A 32.5% solution of technically pure urea in distilled water makes up diesel exhaust fluid. The DEF needs to adhere to strict purity criteria in order for the SCR unit to function effectively. This ISO standard is meant to guarantee that the diesel exhaust fluid used in SCR-equipped automobiles and trucks meets the purity standards set by diesel engine manufacturers as well as the quality needed to protect the environment and the emissions control system.
A voluntary program created to verify and monitor the quality features of diesel exhaust fluid intended for use in motor vehicles with diesel engines is the API Diesel Exhaust Fluid (DEF) Certification Program. Marketers of diesel exhaust fluid who have proven that their goods meet the specifications of the most recent edition of ISO 22241 that is available may be granted permission to use the API Diesel Exhaust Fluid Certification Mark.
How does DEF work?
An SCR-equipped vehicle's exhaust stream must first travel through a particle filter in order to fully catch all soot and ash created by using relatively unclean fuel. As a result, the "rolling coal" problem with vintage diesel engines—which led to their disdain in the US during the 1960s, 1970s, and 1980s—is eliminated.
Diesel exhaust fluid is injected into the gaseous stream as the exhaust gas passes a nozzle that leaves the particle filter. DEF is produced using deionized water and an extremely pure form of urea. The material, which is largely utilized as a component of fertilizer in the agricultural industry, is now available in a more refined form.
After entering the engine, heated exhaust gas and DEF are transported to the catalytic converter. There, nitrogen and water are created from nitrogen dioxide and monoxide as a result of a reaction between the urea in the DEF and the exhaust gas and a variety of metallic components. Nitrogen, the primary component of the air we breathe, is safe for the environment. Water itself is everything that there is.
Diesel Affecting Human Health
Notwithstanding its advantages, diesel fuel has some risks. Nitrogen dioxide and nitric oxide are found in diesel fuel exhaust (together known as NOx). Even at comparatively low amounts, NOx is hazardous to humans when inhaled. It is far more harmful than gasoline (petrol) emissions, which are classed as a Category 2B or "potential" cause of cancer, according to the International Agency for Research on Cancer.
Polycyclic Aromatic Hydrocarbons (PAH), a class of chemicals found in diesel exhaust, harm DNA and increase the risk of cancer. Lung cancer can develop as a result of lung inflammation and cell alterations brought on by particles. Bladder cancer has also been connected to these substances.
How Much DEF Do You Need?
Diesel cars use two to ten percent of the fuel that is used. Exhaust gas recirculation is a technology that is usually used in conjunction with DEF (EGR). The relationship between EGR and DEF is inverse; the more EGR an engine uses, the less DEF it needs.

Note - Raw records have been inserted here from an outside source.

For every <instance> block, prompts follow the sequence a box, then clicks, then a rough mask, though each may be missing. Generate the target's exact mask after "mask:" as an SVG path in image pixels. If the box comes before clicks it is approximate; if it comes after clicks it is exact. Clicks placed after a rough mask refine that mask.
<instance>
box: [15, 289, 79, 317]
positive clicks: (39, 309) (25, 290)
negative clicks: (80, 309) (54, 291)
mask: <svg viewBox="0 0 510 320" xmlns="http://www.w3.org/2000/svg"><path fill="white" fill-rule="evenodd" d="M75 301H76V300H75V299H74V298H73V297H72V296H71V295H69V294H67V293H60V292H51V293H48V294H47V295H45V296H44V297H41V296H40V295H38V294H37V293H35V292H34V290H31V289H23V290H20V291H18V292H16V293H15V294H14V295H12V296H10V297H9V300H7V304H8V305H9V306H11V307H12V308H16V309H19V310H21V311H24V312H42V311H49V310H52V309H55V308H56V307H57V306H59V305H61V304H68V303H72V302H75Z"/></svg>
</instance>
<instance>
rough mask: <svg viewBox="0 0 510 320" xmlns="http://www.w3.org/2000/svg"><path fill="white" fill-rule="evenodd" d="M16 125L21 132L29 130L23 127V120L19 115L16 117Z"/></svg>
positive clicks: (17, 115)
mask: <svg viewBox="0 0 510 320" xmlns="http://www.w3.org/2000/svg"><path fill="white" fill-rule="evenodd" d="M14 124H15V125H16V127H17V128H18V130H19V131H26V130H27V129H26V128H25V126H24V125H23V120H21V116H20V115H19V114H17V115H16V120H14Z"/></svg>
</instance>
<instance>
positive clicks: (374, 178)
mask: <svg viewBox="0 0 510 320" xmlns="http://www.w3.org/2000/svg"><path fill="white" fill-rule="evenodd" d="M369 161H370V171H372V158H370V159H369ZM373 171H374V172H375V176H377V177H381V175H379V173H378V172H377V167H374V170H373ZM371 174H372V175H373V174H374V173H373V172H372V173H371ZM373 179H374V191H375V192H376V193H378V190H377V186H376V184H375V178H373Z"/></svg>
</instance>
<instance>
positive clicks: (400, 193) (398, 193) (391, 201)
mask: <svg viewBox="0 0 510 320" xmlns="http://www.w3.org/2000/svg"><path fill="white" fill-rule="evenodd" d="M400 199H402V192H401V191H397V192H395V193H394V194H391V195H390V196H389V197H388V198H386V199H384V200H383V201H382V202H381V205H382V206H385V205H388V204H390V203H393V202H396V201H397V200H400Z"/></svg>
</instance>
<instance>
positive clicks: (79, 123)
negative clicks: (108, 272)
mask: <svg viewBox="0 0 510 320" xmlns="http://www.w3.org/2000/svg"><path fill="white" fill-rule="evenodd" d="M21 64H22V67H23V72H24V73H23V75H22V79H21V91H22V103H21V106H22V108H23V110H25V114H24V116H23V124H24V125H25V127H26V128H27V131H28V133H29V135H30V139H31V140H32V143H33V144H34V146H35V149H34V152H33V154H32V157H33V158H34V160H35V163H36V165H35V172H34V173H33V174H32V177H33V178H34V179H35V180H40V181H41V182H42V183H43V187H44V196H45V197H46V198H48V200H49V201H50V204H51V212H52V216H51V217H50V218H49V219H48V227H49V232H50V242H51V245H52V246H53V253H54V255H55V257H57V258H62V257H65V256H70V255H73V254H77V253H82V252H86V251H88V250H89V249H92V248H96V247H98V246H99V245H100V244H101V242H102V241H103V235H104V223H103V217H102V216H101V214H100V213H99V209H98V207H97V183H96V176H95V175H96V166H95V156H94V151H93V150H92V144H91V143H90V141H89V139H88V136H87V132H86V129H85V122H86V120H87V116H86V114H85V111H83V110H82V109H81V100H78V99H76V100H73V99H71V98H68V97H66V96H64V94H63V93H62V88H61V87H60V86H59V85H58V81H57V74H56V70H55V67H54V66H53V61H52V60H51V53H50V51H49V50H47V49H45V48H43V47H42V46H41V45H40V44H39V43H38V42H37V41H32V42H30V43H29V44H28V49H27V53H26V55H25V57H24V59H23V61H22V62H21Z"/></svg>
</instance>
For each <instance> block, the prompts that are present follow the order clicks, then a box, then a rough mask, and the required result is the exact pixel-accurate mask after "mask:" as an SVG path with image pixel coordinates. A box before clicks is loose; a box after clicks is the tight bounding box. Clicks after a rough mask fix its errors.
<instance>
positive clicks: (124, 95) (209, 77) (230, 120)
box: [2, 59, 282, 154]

A vehicle's need for DEF is somewhat influenced by the climate in which it operates. If you live in a humid or chilly area, your automobile needs less DEF than if you do in a dry or hot climate.
The good news is that DEF is frequently offered straight at the pump at the majority of gas stations and truck stops, and it is quickly emerging as a standard. You may purchase enough fuel to cover your entire fleet of diesel vehicles.

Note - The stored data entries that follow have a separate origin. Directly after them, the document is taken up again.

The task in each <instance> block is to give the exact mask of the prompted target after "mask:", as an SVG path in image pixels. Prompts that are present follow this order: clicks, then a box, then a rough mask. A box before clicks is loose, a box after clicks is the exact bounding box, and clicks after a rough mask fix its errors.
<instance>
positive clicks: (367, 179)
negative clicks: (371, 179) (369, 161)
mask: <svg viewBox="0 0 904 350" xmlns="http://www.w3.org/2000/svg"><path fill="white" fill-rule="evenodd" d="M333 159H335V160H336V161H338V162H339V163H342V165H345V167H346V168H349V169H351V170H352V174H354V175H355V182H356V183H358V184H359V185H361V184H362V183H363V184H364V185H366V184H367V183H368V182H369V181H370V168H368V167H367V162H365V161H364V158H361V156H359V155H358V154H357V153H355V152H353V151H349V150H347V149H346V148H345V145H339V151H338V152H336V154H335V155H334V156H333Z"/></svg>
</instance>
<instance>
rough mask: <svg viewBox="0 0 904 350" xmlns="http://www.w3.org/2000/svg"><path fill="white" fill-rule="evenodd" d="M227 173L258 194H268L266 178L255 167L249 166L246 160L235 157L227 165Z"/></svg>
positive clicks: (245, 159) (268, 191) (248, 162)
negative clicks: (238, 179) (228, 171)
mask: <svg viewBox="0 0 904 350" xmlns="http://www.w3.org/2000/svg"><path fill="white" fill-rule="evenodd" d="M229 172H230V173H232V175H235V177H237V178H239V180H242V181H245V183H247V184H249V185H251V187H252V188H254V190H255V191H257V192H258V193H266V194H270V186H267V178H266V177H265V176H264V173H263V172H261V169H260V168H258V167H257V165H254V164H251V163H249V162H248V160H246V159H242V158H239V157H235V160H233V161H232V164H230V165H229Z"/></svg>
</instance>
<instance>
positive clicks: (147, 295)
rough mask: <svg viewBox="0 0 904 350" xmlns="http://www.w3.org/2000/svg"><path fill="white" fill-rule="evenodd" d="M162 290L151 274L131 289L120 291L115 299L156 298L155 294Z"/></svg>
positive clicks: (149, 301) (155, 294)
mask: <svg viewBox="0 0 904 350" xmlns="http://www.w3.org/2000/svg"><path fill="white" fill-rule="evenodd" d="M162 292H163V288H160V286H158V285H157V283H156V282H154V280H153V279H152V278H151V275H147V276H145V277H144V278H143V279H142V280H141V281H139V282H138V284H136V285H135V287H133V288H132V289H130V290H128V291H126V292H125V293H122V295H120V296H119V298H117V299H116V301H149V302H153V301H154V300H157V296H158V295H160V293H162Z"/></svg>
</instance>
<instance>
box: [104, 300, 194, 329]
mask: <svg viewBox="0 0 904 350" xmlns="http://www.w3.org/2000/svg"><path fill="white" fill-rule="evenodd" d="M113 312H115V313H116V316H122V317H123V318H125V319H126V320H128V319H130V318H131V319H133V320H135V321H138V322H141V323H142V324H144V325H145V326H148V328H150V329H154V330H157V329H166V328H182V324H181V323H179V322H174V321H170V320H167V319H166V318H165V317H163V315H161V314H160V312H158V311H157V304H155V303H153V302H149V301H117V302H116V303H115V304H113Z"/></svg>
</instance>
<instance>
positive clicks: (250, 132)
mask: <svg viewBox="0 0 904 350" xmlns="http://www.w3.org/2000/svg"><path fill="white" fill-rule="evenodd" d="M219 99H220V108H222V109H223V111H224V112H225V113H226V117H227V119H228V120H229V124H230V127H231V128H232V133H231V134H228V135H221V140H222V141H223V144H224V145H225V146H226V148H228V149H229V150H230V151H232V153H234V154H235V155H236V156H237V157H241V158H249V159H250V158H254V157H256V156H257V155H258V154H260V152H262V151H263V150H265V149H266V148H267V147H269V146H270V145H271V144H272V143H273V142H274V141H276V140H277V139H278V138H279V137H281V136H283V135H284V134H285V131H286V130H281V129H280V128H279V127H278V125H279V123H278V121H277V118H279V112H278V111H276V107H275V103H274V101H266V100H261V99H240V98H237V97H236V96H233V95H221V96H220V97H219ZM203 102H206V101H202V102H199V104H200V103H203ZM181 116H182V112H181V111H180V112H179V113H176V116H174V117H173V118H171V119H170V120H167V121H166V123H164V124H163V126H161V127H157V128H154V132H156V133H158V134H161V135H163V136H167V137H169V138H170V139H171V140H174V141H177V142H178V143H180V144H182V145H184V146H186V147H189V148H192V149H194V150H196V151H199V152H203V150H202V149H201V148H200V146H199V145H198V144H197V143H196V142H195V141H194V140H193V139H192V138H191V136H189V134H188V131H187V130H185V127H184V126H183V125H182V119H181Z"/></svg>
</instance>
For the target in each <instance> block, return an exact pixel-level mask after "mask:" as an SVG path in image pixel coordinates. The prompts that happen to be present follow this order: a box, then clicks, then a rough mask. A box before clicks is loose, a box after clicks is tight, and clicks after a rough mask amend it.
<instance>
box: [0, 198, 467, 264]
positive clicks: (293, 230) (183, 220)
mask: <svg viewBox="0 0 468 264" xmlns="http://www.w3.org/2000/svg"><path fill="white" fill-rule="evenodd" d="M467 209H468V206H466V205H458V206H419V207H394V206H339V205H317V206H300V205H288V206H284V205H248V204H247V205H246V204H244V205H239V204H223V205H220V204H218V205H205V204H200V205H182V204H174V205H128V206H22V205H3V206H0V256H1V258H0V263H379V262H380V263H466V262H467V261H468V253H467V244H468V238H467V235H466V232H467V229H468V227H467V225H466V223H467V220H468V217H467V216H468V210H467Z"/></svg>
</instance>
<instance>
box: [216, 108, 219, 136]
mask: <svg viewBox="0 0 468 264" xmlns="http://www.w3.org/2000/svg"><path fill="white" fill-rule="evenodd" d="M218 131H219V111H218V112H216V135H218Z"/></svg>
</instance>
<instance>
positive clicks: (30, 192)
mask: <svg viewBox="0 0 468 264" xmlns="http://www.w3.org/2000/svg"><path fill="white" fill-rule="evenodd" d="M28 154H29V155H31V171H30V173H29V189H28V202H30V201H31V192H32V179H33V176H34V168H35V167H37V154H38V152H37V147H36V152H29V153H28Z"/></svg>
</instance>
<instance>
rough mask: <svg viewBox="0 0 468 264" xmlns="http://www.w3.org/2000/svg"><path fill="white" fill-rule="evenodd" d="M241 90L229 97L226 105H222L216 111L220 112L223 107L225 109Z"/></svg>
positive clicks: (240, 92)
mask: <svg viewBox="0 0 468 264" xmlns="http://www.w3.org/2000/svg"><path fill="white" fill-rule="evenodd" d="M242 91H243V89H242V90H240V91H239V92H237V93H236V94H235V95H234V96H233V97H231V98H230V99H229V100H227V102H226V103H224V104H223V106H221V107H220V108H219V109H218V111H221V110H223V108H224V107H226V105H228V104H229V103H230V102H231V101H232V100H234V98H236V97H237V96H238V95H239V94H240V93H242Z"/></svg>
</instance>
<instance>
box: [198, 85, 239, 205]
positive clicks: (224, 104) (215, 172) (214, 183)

In the event that you run out of DEF before refilling, the vehicle's speed will drop. It won't return to normal if you don't consume all of your beverages. if your car was hand-made
To Sum It Up
Comparable to replacing your diesel exhaust fluid, an oil change for a car. It could permanently damage your engine if you leave it running for too long. Keep a close check on your DEF levels, make sure you top them off frequently, and take pride in the idea that you're doing your part to protect the environment.